I applied through an employee referral. I interviewed at Uber (San Francisco, CA) in Jul 2017
Interview
Referred through a friend, had a few quick informational calls then was sent the take home assignment, followed by onsite.
The take home was a decent problem though it took a while, and I was told I "nailed it". They made me create some slides about it which I thought was strange because the take home assignment was in presentable format, and when I got there it seemed like no one had really looked at my take home. People were nice to me, but scheduling was a mess; they kept on pushing back and moved my onsite at the last minute.
I didn't get asked that many technical questions when onsite, but I got feedback saying my ML/modelling was a concern. Given I had to do a lengthy take home modelling exercise, I am confused but I suppose there could just have been more experienced candidates.

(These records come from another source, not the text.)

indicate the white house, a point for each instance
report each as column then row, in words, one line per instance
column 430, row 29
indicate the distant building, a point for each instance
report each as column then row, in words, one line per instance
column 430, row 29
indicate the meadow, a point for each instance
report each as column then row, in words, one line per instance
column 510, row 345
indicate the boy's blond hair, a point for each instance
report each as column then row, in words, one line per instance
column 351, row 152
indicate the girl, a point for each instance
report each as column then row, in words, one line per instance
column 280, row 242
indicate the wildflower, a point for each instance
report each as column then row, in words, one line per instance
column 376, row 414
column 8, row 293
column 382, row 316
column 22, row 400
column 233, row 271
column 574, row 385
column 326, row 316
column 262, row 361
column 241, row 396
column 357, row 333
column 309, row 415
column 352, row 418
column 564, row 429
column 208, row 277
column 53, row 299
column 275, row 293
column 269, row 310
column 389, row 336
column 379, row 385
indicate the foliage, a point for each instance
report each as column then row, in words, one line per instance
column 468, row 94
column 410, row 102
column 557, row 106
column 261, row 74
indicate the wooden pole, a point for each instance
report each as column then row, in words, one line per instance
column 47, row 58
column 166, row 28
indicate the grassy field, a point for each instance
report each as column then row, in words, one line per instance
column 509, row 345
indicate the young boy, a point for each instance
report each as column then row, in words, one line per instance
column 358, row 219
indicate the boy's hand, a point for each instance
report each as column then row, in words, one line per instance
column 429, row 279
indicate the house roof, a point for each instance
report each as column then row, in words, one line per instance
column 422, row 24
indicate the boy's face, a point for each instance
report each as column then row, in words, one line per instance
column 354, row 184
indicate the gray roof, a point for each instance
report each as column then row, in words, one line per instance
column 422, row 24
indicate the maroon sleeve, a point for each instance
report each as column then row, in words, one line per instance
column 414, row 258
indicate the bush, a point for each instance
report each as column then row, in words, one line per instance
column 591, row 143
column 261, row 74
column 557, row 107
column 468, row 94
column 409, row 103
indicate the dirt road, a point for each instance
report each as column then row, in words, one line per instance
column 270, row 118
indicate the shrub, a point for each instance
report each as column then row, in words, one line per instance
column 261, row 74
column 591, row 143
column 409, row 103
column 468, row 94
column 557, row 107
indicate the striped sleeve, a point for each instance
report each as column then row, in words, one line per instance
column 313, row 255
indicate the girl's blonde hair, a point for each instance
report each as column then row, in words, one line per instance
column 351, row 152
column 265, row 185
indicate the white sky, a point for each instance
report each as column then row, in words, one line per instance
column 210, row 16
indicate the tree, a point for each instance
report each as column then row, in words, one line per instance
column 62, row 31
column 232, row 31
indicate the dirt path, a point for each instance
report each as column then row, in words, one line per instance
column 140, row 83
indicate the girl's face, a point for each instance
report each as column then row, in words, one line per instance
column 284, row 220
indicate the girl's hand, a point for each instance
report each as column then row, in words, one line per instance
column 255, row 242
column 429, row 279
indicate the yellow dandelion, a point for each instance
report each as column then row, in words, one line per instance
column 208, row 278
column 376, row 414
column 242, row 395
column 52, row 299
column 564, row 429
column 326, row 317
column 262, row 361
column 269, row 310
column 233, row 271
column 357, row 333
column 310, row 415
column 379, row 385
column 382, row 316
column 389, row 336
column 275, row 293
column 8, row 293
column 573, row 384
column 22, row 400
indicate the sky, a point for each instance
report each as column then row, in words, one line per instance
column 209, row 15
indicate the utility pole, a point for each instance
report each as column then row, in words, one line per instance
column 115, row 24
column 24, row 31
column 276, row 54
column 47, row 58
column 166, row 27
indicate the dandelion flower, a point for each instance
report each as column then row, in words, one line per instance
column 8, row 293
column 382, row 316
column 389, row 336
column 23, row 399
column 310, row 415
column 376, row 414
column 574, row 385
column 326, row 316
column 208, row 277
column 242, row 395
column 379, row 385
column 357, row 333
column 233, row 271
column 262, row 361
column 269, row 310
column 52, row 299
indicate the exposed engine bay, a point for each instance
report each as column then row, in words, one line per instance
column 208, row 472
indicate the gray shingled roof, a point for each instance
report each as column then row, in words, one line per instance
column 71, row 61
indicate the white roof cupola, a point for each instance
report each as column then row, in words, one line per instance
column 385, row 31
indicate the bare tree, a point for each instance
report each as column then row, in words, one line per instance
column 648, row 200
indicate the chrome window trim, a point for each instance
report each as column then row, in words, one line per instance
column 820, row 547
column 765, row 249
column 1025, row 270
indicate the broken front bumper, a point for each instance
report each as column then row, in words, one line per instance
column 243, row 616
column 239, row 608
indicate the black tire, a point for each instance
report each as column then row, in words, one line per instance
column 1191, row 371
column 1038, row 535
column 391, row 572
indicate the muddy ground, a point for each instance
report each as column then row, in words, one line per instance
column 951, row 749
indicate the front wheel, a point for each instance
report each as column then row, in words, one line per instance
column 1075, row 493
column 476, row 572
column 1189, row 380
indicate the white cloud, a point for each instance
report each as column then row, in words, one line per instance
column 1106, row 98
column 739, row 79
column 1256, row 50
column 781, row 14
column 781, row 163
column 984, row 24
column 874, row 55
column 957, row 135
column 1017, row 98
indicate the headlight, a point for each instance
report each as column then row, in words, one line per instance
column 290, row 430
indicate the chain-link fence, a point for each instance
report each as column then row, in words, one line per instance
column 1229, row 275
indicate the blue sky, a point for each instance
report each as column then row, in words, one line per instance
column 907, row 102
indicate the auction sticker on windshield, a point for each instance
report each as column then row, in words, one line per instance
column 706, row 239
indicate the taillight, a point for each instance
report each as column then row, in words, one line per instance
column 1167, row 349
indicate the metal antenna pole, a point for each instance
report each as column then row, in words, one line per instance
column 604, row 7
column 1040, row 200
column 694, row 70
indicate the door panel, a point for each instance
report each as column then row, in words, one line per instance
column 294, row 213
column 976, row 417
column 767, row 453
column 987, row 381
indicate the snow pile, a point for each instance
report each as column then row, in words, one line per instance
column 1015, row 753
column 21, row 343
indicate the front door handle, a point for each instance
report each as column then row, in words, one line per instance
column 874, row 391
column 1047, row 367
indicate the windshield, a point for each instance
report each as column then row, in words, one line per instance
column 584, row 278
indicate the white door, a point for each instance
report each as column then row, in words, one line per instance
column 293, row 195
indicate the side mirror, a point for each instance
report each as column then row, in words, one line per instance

I applied online. I interviewed at Uber (Toronto, ON) in Jun 2017
Interview
Apply the data scientist job online. First a HR will call you to arrange a phone review. In this phone review will ask you some personal information and your background, then the HR will help you arrange the interview with a manager. After the phone interview with the manager, they will let you know if you are hired.
I applied through a recruiter. I interviewed at Uber (San Francisco, CA) in Oct 2016
Interview
preliminary phone screen with a recruiter, technical phone screen, take home assignment, and onsite interview which had six segments: hiring manager (focus on culture fit and soft skills), two on quantitative data science (focus on applied statistics, modeling, and experimentation), whiteboard coding (in Python), product manager (focus on communication skills and products), and someone outside the data team (focus on company fit).
Interview questions [1]
Question 1
- talk about a recent project that was particularly challenging and why
- metrics to evaluation surge pricing algorithm
- how to test whether version 1 or 2 of surge pricing algorithm is working better (divide drivers - how would you explain power to a product manager (non-stats)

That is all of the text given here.